Andrea Schön: Die Kommunisten müssen den Kampf um’s Teewasser führen!
Agenda 2010, Hartz IV, 40-Stunden-Woche und kein Ende absehbar … Der soziale Kahlschlag wird massiv vorangetrieben, begleitet, aber nicht aufgehalten von einer zunehmenden Protestbewegung. Wer oder was ist diese Protestbewegu
ng? Hierzu soll im folgenden eine grobe Einschätzung gegeben werden, die bewusst nicht unmittelbar handlungsrelevante Differenzierungen außen vor lässt.
Danach ist die “Bewegung” nach ihrem Klassencharakter in drei sich zunehmend gegenseitig durchdringende Hauptbestandteile zu unterteilen:
1. Die sog. globalisierungskritische Bewegung
Diese Bewegung ist in den neunziger Jahren als Antwort auf die sogenannte Globalisierung (d.h. die Wiederherstellung des Status quo ante, der imperialistischen Weltordnung wie vor der Oktoberrevolution) entstanden.
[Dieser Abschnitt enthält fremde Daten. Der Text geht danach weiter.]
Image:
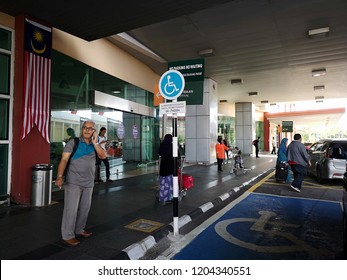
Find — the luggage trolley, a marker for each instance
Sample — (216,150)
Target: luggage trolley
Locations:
(236,161)
(185,181)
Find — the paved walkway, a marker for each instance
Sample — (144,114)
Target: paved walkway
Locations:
(125,218)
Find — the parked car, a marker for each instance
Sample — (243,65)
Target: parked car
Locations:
(308,145)
(344,208)
(328,159)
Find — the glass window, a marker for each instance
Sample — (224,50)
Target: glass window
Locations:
(3,168)
(5,39)
(5,74)
(4,107)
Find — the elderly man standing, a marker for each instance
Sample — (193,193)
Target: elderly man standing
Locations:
(299,161)
(79,182)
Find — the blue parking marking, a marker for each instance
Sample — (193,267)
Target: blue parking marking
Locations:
(271,227)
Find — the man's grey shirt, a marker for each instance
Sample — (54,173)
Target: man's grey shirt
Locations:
(81,170)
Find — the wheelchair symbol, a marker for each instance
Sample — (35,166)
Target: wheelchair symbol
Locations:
(170,87)
(270,229)
(171,84)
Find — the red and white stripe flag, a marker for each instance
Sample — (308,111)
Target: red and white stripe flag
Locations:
(37,78)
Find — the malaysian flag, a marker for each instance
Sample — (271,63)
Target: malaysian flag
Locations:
(37,78)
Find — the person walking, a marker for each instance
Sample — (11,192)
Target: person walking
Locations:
(221,148)
(102,139)
(274,144)
(256,145)
(299,161)
(79,182)
(166,169)
(282,157)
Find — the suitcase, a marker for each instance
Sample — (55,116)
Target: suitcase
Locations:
(281,171)
(187,181)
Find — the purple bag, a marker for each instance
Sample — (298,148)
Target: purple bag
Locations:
(165,188)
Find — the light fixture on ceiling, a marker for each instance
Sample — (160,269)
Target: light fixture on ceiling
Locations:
(321,87)
(324,31)
(236,81)
(206,53)
(319,72)
(64,84)
(253,93)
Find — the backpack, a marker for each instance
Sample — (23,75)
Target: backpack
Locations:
(75,146)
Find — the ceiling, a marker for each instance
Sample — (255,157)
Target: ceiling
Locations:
(263,42)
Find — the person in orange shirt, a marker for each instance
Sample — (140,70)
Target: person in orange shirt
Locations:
(220,152)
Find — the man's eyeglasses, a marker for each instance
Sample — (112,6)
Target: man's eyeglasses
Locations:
(88,128)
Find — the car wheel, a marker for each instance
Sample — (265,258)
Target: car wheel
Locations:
(344,224)
(319,175)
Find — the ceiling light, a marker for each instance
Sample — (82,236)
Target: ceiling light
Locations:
(253,93)
(236,81)
(319,72)
(322,87)
(206,53)
(324,31)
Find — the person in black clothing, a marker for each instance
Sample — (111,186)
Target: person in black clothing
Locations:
(166,169)
(256,145)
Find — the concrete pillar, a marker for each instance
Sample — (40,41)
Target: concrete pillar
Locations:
(201,127)
(245,126)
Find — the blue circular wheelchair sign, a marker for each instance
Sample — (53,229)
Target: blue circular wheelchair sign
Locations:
(171,84)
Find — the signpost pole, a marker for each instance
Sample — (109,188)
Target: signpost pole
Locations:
(171,86)
(175,174)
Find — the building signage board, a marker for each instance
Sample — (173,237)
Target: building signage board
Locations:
(193,72)
(172,108)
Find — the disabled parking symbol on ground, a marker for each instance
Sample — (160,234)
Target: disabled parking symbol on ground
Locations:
(270,229)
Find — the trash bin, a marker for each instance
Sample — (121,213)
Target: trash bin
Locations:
(41,184)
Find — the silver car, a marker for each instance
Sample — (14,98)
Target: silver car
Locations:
(328,159)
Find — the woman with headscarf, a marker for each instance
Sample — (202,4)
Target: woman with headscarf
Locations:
(166,169)
(282,166)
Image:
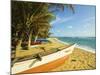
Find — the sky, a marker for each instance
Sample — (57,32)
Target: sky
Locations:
(78,24)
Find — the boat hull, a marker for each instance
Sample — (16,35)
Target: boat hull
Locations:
(46,67)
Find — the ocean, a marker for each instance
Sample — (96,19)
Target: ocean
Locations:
(83,42)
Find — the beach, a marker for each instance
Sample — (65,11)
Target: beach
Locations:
(80,59)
Kristallisationspunkte waren u.a. das Weltsozialforum (Sao Paolo) und die G7/8-Gegengipfel (Seattle, Prag) etc., bei denen die Unzufriedenheit mit der gegenwärtigen Entwicklung des Kapitalismus in vielfältiger Weise zum Ausdruck kam. “Bunt und ideologiefrei” diagnostizierten FAZ und Co., und man kann/muss davon ausgehen, dass die Bourgeoisie im eigenen Interesse über eine durchaus wirksame Seismographie zur Feststellung antikapitalistischer Beben verfügt.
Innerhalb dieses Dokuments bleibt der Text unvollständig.